Americans are marrying later in life than they once did. This matters because many of them are coming into marriages further along into their careers or with their own businesses in tow.
As you’re likely aware, some of the most complex property division disputes arise the more assets or money is on the table — and that’s especially true when there’s a family business involved.
Did you take these steps pre-marriage to protect your assets?
You may be able to keep any business assets for yourself if you were keen on adding them to your prenuptial or postnuptial agreement.
If you were proactive in drafting your business operating agreement and included a clause prohibiting your spouse from taking an ownership role in the business if you divorced, then your spouse may be unable to stake a claim to your company. Many business owners may include a clause in their operating agreement stating that their spouse is only entitled to a percentage of their business if they split.
What should you do if you didn’t take those steps?
What if, however, you didn’t take these precautions? Well, dividing the business may sometimes seem inevitable — but you may still have options.

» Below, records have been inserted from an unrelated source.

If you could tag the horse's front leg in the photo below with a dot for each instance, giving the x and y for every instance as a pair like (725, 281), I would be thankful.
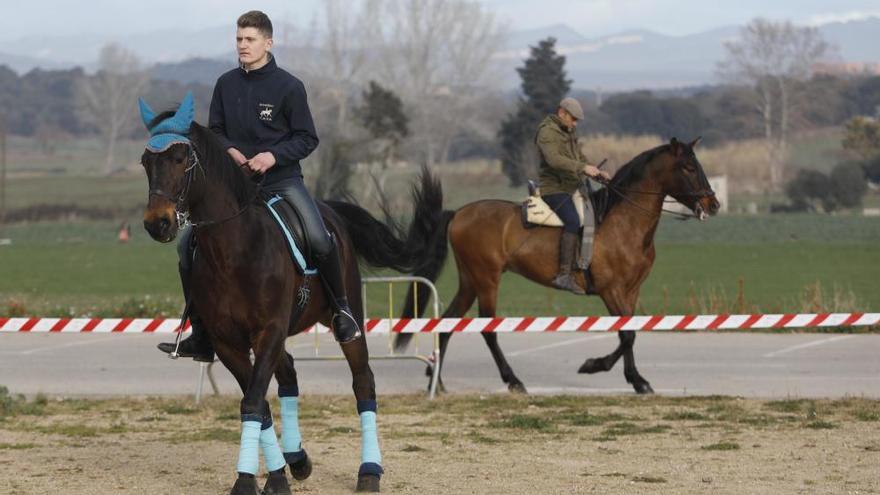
(627, 341)
(364, 387)
(257, 431)
(620, 305)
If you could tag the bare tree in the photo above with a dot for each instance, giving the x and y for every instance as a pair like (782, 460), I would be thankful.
(773, 57)
(108, 99)
(438, 55)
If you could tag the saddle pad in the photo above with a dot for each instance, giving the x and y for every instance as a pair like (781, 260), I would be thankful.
(292, 229)
(539, 213)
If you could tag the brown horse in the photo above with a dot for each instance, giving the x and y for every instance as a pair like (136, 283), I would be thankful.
(251, 296)
(488, 238)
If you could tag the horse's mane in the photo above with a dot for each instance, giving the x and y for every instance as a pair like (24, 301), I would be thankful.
(213, 157)
(624, 178)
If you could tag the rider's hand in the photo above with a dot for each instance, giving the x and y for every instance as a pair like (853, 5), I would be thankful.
(237, 157)
(595, 173)
(262, 162)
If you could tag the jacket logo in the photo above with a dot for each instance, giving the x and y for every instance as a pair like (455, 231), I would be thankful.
(266, 112)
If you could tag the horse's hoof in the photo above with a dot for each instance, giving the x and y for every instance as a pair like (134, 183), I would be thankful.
(368, 483)
(440, 387)
(302, 468)
(277, 484)
(590, 366)
(643, 388)
(244, 486)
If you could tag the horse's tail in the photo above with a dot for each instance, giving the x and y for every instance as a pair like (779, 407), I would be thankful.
(435, 258)
(384, 245)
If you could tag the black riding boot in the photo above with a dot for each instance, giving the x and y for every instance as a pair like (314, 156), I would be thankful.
(567, 252)
(198, 345)
(344, 325)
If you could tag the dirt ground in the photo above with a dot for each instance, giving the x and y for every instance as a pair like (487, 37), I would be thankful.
(456, 444)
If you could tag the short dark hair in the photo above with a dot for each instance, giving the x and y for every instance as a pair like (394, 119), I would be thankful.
(256, 19)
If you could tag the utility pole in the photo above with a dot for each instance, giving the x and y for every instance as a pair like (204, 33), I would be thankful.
(2, 170)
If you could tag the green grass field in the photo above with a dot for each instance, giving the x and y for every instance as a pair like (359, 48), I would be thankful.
(727, 264)
(786, 263)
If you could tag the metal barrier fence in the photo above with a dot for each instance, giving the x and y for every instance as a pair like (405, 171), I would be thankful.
(437, 325)
(432, 359)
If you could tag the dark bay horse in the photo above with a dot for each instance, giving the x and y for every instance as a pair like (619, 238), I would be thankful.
(488, 238)
(248, 290)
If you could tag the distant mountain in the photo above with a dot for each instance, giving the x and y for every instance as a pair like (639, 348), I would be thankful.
(637, 59)
(22, 64)
(194, 70)
(648, 60)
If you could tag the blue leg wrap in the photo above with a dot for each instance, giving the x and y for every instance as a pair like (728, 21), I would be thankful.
(291, 439)
(249, 454)
(271, 449)
(371, 458)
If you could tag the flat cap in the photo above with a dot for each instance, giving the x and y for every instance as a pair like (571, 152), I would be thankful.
(573, 107)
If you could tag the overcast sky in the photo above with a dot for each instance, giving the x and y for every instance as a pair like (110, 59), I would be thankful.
(589, 17)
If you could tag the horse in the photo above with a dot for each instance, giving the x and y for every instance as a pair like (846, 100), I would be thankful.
(251, 296)
(488, 238)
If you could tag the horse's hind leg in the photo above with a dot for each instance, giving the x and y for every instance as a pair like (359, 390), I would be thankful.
(488, 298)
(605, 363)
(291, 439)
(364, 387)
(460, 304)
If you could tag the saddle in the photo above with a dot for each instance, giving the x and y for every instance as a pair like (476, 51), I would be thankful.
(291, 225)
(535, 212)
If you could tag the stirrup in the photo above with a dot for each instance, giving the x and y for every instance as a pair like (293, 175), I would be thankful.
(344, 339)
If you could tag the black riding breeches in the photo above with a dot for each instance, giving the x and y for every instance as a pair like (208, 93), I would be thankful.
(294, 192)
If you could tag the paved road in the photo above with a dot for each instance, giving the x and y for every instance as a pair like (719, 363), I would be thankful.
(751, 365)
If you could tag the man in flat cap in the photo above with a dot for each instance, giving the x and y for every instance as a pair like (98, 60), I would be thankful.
(561, 161)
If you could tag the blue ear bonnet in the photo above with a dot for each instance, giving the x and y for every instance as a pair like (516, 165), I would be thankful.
(171, 130)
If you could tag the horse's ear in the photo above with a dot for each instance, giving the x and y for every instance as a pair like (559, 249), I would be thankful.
(187, 111)
(147, 113)
(675, 146)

You may be able, for example, to offer your spouse other assets in exchange for maintaining your full rights to your business. You may be able to offer a cash payout or additional assets to facilitate this exchange. Keeping your spouse as a shareholder without voting rights may also be an option, and buying out your spouse’s interest through a structured payment plan could be another.
How to proceed in dividing your business and other complex assets
Property division discussions can quickly spiral out of control. This is especially the case when your spouse feels like they have a right to stake a claim to valuable assets such as a business that they didn’t help grow. An attorney can advise you of steps you can take to protect your financial interests during divorce.